What Is Needed to Further Facilitate Proactive Management?

The ideas listed below were identified by TNF staff as being scientific, administrative, legal, or societal needs that would improve the capacity to respond adaptively to climate change challenges.

  • New management strategies: Operationally appropriate and practical management strategies to address the many challenges and contexts implied by changing climates are needed.
  • Scientifically supported practices for integrated management: Changing climates are anticipated to increase the need for integration and integrated plans. Input from the science community on integrated knowledge, synthesis assessments, and toolboxes for integrated modeling, etc. will improve the capacity to respond adaptively.
  • Projections and models: Modeled simulations of future climate, vegetation, species movements; rates of changes of all of these; and probabilities and uncertainties associated with the projections are needed.
  • Case studies: Case studies of management planning and practices implemented as adaptive responses to climate are needed. Demonstration and template examples would allow ideas to disseminate quickly and be iteratively improved.
  • Prioritize tools for managing a range of species and diverse ecosystems on TNF: Given the large number of species in the forest, it is impossible to manage all of them. Thus, new tools for adaptive decision-making are needed, as well as development of strategic processes to assist effective prioritizing of actions.
  • Dynamic landscape and project planning: Scientific assistance is needed to help define targets and management goals that are appropriate in a changing climate context. Additional work on probabilistic (?)management units, ranges of conditions likely, continuingly variable habitat probabilities, and habitat suitability contour mapping would be useful. Management planning guidelines that allow rules to change adaptively as conditions change need to be developed.
  • A scientific clearinghouse on climate information: A reference or resource center, such as a website, with current and practical climate-related material is in high demand. To be useful at the scale of individual forests such as TNF, the information needs to be locally relevant, simply written, and presented in one clear, consistent voice.

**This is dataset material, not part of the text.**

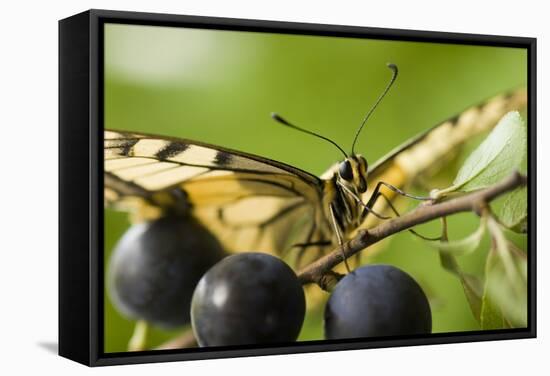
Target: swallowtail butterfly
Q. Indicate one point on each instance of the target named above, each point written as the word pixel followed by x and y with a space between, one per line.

  • Scientific support and assistance to individual and specific TNF proposed actions: A consistent, clear voice from science is needed to help build the most appropriate and adaptive plans and actions. Clear scientific evidence that demonstrates both the appropriateness of proposed TNF actions and the problems that would result from no action is also needed. A website could include such information as brief and extended fact sheets, regional assessments, archives of relevant long-term data or links to other websites with climate-relevant data, model output and primers (climate-relevant ecological, economic, and planning models), training packages on climate change that can be delivered through workshops and online tutorials, and access to climate-based decision-support tools.
  • Seed banks: Seed banks need to be stocked to capacity to serve as buffers for fire, insects and disease, and other population extirpation events.